The integration of brackets, archwires, force vectors, and orthodontic techniques, in conjunction with the anatomy of the maxillary alveolar process, dictates orthodontic movement and potential side effects such as excessive incisor tipping, contact with the lamina dura, or root resorption, particularly in the upper incisors. The primary objective of orthodontic treatment is to attain optimal tooth displacement while minimizing adverse effects and enhancing the patient’s facial profile.
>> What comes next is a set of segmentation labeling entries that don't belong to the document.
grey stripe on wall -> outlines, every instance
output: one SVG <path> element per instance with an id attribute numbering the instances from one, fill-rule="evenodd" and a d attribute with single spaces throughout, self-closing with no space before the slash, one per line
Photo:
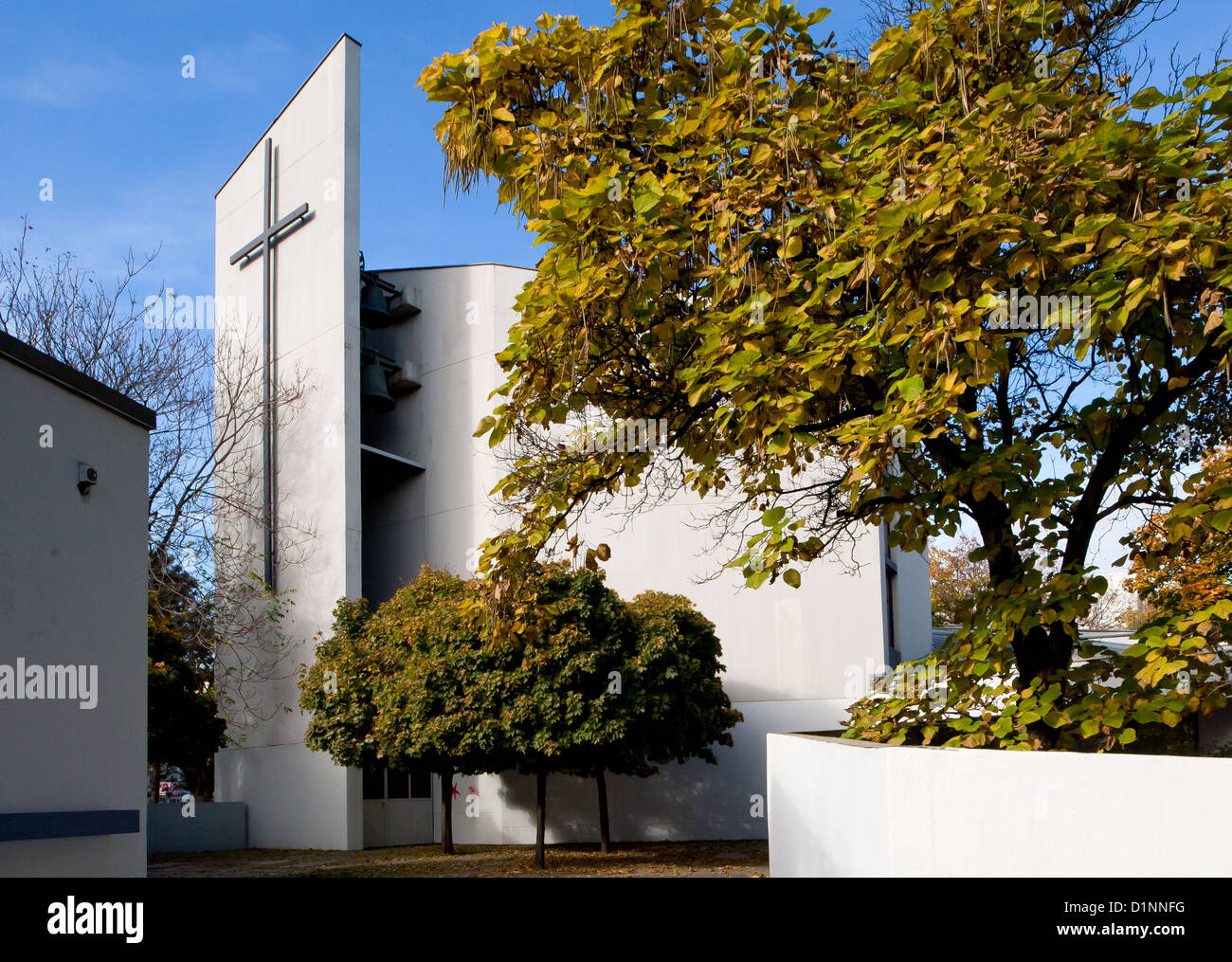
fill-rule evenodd
<path id="1" fill-rule="evenodd" d="M 0 814 L 0 841 L 129 835 L 140 830 L 140 813 L 136 808 Z"/>

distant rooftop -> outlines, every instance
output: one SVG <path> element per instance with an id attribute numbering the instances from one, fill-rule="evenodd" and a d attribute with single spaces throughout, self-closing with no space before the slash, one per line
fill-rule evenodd
<path id="1" fill-rule="evenodd" d="M 63 361 L 57 361 L 51 355 L 36 350 L 4 331 L 0 331 L 0 357 L 59 384 L 65 390 L 92 400 L 101 408 L 107 408 L 121 418 L 140 425 L 147 431 L 153 431 L 158 426 L 158 415 L 144 404 L 138 404 L 118 390 L 108 388 L 101 381 L 83 374 L 76 368 L 69 367 Z"/>

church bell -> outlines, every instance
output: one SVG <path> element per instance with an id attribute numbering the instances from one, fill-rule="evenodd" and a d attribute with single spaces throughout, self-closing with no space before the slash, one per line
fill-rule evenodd
<path id="1" fill-rule="evenodd" d="M 360 324 L 365 328 L 388 328 L 392 321 L 384 292 L 373 283 L 363 285 L 360 292 Z"/>
<path id="2" fill-rule="evenodd" d="M 363 365 L 360 371 L 360 403 L 370 414 L 388 414 L 393 410 L 394 400 L 381 365 Z"/>

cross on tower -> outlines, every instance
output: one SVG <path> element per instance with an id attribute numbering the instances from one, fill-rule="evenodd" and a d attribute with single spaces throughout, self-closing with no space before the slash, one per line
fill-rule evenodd
<path id="1" fill-rule="evenodd" d="M 262 437 L 261 453 L 265 462 L 264 478 L 265 493 L 262 506 L 262 526 L 265 528 L 265 585 L 274 590 L 274 416 L 270 402 L 271 371 L 274 357 L 271 344 L 274 340 L 274 267 L 272 254 L 275 245 L 287 234 L 310 219 L 308 204 L 302 203 L 281 220 L 274 222 L 277 216 L 277 196 L 274 182 L 274 140 L 265 138 L 265 182 L 262 185 L 262 228 L 261 233 L 248 244 L 237 250 L 230 256 L 230 262 L 240 264 L 240 270 L 251 264 L 257 256 L 261 257 L 261 328 L 264 349 L 261 361 L 264 376 L 261 378 L 262 402 Z"/>

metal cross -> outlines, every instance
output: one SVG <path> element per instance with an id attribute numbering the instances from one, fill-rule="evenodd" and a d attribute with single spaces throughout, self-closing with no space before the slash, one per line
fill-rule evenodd
<path id="1" fill-rule="evenodd" d="M 261 400 L 264 434 L 261 439 L 261 453 L 265 462 L 265 504 L 262 523 L 265 527 L 265 585 L 274 590 L 274 418 L 270 403 L 270 379 L 274 358 L 270 346 L 274 340 L 274 246 L 282 240 L 301 223 L 310 219 L 308 204 L 302 203 L 281 220 L 274 222 L 277 211 L 277 196 L 274 182 L 274 140 L 265 138 L 265 184 L 262 201 L 262 228 L 261 233 L 248 244 L 237 250 L 230 256 L 232 264 L 240 264 L 240 270 L 251 264 L 257 256 L 261 257 L 261 328 L 264 331 L 264 350 L 261 355 L 264 365 L 264 377 L 261 378 Z"/>

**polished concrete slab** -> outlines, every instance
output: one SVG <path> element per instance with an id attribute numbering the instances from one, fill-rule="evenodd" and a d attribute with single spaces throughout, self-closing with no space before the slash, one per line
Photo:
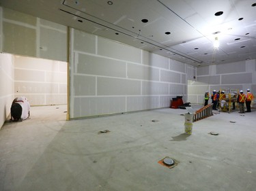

Orthodontic movement is facilitated by the inherent ability of the alveolar processes in the maxilla and mandible to undergo remodeling in response to orthodontic forces. Adhering to the principles of homeostasis governing bone apposition mediated by osteoblasts and bone resorption regulated by osteoclasts is vital for facilitating optimal bone remodeling, resulting in the formation of healthy bone tissue. The cyclical processes of resorption and apposition inherent in orthodontic interventions should be carefully managed in accordance with biomechanical principles to promote the development of healthy, well-structured bone throughout the entire therapeutic process. However, in pathological conditions, such as pathological osteolysis, inflammation plays a pivotal role in initiating and perpetuating bone destruction. Excessive activation of inflammasome–supramolecular protein complexes responsible for maturing and secreting pro-inflammatory cytokines can lead to chronic inflammation, infection spread, and uncontrolled alveolar bone loss, potentially occurring during orthodontic treatment [
4].
The activation of inflammasomes may contribute to alveolar bone loss in response to orthodontic force application. This process closely correlates with the induction of periodontal inflammation. Moreover, increased orthodontic force can enhance the pro-osteoclastogenesis capacity of osteoblasts while simultaneously diminishing osteoblast activity, thereby reducing the bone formation ability, differentiation, and proliferation, and promoting osteoblast pyroptosis. Consequently, this dysregulation results in unchecked bone resorption and compromised new bone formation [
5].
The application of orthodontic force generates stresses within the periodontal ligament (PDL), which, when surpassing the blood pressure in the capillary arterioles, induce hyalinization, ischemia, and necrosis of adjacent tissues, root cement, and alveolar bone. Cells near the necrotic area may initiate root resorption [
6]. Hence, a correlation has been established between excessive orthodontic force, resulting in sustained high stress levels in the PDL, compromised blood flow, and orthodontically induced inflammatory tooth root resorption (OIIRR) [
7].
However, the precise origins of orthodontically induced inflammatory tooth root resorption (OIIRR) remain incompletely elucidated. Its etiology is notably multifaceted and not entirely comprehended. Apart from the aforementioned excessive orthodontic forces, the various contributing factors include genetic predisposition, duration of orthodontic treatment, extent of tooth displacement, and the nature of the force applied, whether continuous or intermittent [
8,
9,
10,
11,
12,
13]. Additionally, root resorption may occur due to contact with the lamina dura related to the alveolar process or the incisive canal [
9,
14,
15,
16]. Notably, Kaley and Philips demonstrated a twentyfold increase in the risk of root resorption of the upper incisors due to cortical plate contact [
9]. Hence, meticulous torque control and personalized planning of incisor positioning within the existing bone envelope are imperative for preserving healthy roots.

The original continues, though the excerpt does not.